The Financial Services Regulatory Authority has said there was a serious breach in its office in overlooking the directors' loans at Anglo Irish Bank. It also said the controversy had hit public confidence in its work.
The Financial Regulator has clarified the statement made at the Oireachtas Committee today that it first picked up the Anglo Irish Banks loans to directors issue at the end of September 2007.
A spokesman for the regulator said it recieved a report on Anglo Irish Banks loans in November 2007 and followed it up during December 2007 and January 2008.
That report covered the period until the end of September 2007.
Four Anglo Irish bank directors and the head regulator Patrick Neary have already lost their jobs over the revelation of the concealment of €87m in loans to the bank's former chief executive and chairman Sean FitzPatrick.
Today the Financial Regulator came in for heavy criticism as it defended its role in overlooking the movement of the loans back and forth to Irish Nationwide over eight years.
Dermot Quigley, who headed up the regulator's own investigation into the controversy, said the loans had been discovered on Irish Nationwide's books as far back as September 2007 - but no further action was taken because the regulators were diverted by the banking crisis.
He said this was not an excuse but the issue had to be viewed in context.

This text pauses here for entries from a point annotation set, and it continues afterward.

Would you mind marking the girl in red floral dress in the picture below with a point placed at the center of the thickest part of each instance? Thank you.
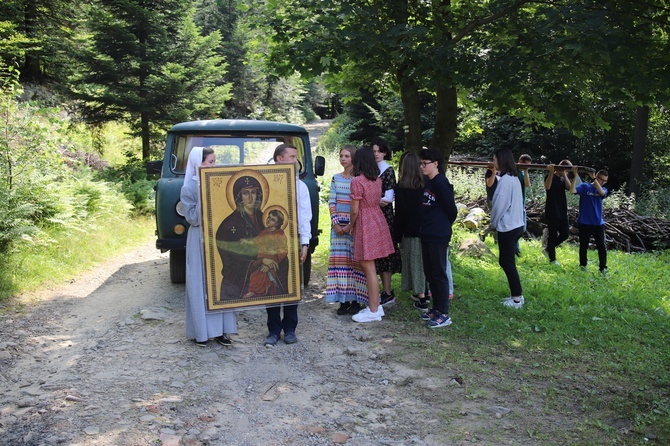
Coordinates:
(372, 238)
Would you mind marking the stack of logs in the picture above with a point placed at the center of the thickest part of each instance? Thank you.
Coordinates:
(624, 229)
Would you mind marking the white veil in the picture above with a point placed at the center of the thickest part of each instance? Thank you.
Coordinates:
(192, 165)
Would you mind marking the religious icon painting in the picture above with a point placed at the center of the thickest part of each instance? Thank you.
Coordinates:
(250, 231)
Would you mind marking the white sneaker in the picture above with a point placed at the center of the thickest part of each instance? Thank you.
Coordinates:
(365, 315)
(509, 302)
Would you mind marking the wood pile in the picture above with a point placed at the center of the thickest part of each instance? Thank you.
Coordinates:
(624, 229)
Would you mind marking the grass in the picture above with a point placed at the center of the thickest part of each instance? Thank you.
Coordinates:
(68, 253)
(589, 350)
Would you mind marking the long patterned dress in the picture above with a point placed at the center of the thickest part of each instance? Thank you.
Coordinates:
(345, 281)
(391, 263)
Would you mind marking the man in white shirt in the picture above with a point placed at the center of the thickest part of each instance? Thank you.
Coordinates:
(288, 154)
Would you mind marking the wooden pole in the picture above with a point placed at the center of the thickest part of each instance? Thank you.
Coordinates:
(484, 164)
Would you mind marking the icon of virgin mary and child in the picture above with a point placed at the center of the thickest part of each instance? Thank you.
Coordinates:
(252, 243)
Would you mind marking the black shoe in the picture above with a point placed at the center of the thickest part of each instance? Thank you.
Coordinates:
(290, 338)
(271, 340)
(344, 308)
(422, 305)
(354, 308)
(224, 340)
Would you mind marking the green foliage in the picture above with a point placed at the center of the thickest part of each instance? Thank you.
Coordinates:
(132, 179)
(583, 343)
(148, 65)
(54, 217)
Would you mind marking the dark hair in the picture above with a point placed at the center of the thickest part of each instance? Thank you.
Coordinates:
(506, 163)
(281, 149)
(525, 158)
(247, 182)
(410, 173)
(433, 155)
(280, 216)
(365, 164)
(349, 148)
(206, 151)
(383, 147)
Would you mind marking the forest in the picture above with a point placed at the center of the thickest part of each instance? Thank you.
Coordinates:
(88, 89)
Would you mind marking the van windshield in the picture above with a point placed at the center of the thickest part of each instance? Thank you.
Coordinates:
(233, 149)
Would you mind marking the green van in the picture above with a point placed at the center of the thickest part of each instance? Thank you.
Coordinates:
(235, 141)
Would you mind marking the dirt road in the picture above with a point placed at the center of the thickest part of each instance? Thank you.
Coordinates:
(104, 360)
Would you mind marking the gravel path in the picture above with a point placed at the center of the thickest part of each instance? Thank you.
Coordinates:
(103, 360)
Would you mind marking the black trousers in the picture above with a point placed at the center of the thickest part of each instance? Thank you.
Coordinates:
(435, 268)
(288, 323)
(598, 233)
(559, 231)
(507, 259)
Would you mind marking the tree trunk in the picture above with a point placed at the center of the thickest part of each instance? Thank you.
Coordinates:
(146, 137)
(32, 69)
(446, 114)
(639, 141)
(409, 94)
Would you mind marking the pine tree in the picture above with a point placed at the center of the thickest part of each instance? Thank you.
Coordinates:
(147, 64)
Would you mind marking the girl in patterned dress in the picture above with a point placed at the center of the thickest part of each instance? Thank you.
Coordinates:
(390, 264)
(345, 282)
(372, 238)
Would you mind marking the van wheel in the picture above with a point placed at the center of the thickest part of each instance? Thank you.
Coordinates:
(178, 265)
(307, 269)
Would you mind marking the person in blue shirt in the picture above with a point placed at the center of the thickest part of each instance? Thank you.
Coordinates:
(590, 219)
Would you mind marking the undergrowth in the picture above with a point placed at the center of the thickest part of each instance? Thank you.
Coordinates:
(586, 351)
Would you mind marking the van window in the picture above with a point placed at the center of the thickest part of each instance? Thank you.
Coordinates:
(233, 149)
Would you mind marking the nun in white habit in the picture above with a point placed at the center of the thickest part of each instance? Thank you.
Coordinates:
(201, 325)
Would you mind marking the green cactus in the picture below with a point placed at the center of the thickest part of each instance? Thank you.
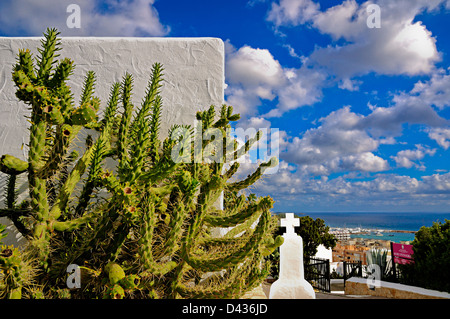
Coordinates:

Facing calls for their resignation, the remaining directors said they felt they should stay on as there was more work to be done.
Mr Quigley also revealed that the loans to Sean FitzPatrick had sometimes gone above €87m.
Independent Senator Shane Ross said the Anglo directors' loans controversy was a serious shambles and a cataclysmic event for the Irish financial system.
The chairman of the Financial Services Regulatory Authority, Jim Farrell, told the committee that some of the behaviour of banks' top executives has been totally unacceptable.
Mr Farrell also said the regulator accepted that substantial change was required to the office.
Former Financial Regulator Patrick Neary was present at today's committee hearing but spoke only briefly, on one occasion, to answer a question about the role of Anglo's auditors Ernst & Young in the directors' loans controversy. He said a lay person would expect that an issue of that magnitude would be picked up.